According to Times of India, Easwaran, who is a mathematical physicist at Sreenidhi Institute of Science and Technology, Hyderabad, had placed his research titled ‘The final and exhaustive proof of the Riemann Hypothesis from first principles’ on the internet almost five years ago. However, editors of international journals were reluctant to put the paper through a detailed peer review.
Eswaran told Deccan Chronicle, “It was, in fact, back in 2016, that I first gave proof for the formula improved by the great mathematician Georg Friedrich Bernhard Riemann in the 1800s. I had put it on the web for open review and downloads after working on it for about six weeks. During 2018-19, I gave several lectures on the proof."
After the research was downloaded thousands of times, an expert committee consisting of eight mathematicians and theoretical physicists was constituted in 2020 to look into Easwaran’s proof. He told Times of India, “While one can easily count the number of prime numbers from say 1-20, it becomes a tedious task to calculate the number of prime numbers till one million or 10 billion. The hypothesis was important to prove as it would enable mathematicians to exactly count the prime numbers."
According to Research Matters, the Riemann Hypothesis, from a technical point of view, is a prediction about the solutions of an equation involving ‘L-functions’, which, at best, can be described as esoteric and abstruse.

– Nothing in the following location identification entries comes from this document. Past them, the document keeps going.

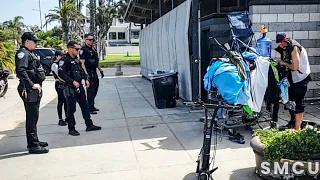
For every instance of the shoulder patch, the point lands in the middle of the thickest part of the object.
(61, 63)
(20, 55)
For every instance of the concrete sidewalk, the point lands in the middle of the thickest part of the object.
(137, 141)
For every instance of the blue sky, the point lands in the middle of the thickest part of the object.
(12, 8)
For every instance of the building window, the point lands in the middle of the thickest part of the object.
(135, 35)
(121, 35)
(112, 35)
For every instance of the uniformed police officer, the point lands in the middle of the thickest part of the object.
(71, 71)
(90, 58)
(31, 75)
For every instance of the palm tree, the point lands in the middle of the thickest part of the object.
(92, 8)
(65, 14)
(104, 17)
(16, 26)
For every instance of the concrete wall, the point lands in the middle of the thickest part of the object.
(123, 50)
(300, 22)
(164, 45)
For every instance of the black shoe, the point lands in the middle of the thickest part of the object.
(93, 128)
(43, 144)
(95, 109)
(62, 123)
(74, 132)
(38, 150)
(93, 112)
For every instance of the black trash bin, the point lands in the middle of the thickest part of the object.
(165, 89)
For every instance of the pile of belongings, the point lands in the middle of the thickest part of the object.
(243, 79)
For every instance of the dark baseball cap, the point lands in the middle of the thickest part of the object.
(58, 53)
(280, 37)
(29, 36)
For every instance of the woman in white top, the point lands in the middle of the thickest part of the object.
(294, 57)
(59, 88)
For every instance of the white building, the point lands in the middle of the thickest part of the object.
(120, 32)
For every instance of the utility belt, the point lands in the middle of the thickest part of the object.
(31, 95)
(70, 91)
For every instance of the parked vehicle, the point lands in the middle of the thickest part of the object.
(46, 55)
(4, 74)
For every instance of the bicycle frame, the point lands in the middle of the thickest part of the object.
(204, 156)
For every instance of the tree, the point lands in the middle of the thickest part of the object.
(34, 28)
(48, 40)
(65, 14)
(92, 9)
(7, 52)
(57, 31)
(105, 14)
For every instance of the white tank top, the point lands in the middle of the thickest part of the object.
(304, 67)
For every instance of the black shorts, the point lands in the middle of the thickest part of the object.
(297, 92)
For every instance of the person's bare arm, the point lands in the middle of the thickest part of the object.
(295, 55)
(83, 66)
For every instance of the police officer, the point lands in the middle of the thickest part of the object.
(59, 85)
(71, 71)
(89, 56)
(31, 75)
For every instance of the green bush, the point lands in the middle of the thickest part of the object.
(288, 144)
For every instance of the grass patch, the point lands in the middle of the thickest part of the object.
(112, 59)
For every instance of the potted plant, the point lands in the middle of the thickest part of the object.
(272, 145)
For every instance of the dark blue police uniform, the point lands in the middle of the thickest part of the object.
(70, 70)
(91, 58)
(30, 71)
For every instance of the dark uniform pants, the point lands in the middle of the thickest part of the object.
(61, 100)
(93, 89)
(71, 104)
(32, 115)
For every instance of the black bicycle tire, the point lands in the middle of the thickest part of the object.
(5, 89)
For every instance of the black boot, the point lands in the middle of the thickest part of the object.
(38, 150)
(74, 132)
(93, 128)
(62, 123)
(43, 144)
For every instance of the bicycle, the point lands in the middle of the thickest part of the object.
(203, 163)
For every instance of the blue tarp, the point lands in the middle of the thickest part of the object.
(224, 76)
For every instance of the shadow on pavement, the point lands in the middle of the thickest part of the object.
(244, 174)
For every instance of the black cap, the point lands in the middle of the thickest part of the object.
(58, 53)
(280, 37)
(29, 36)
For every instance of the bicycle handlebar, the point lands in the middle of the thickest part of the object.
(215, 106)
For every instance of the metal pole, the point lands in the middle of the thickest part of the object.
(45, 16)
(40, 15)
(200, 63)
(195, 49)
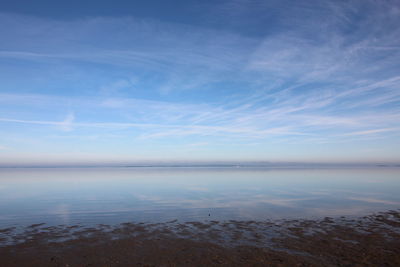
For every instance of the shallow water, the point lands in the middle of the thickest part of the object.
(115, 195)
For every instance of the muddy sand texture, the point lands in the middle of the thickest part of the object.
(368, 241)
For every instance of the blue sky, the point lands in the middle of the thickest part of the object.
(245, 80)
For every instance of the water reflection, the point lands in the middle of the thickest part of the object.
(114, 195)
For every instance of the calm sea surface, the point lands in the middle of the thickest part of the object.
(115, 195)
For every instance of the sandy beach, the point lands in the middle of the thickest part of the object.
(372, 240)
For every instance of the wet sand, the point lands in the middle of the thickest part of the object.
(372, 240)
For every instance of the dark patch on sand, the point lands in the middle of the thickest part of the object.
(368, 241)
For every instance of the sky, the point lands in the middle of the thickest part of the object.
(196, 80)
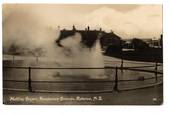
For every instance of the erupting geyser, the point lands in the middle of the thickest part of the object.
(81, 56)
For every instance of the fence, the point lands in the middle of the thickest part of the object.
(115, 82)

The expert committee had invited more than 1,200 mathematicians to participate in an open review and seven international scholars responded in time. Professor M Seetharaman, formerly with the department of theoretical physics at the University of Madras, who was one among many who reviewed the RH proof by Eswaran told Times of India, “The author’s analysis is exhaustive, unambiguous and every step in the analysis is explained in great detail and established. The conclusions of the author and his result must therefore be considered proven."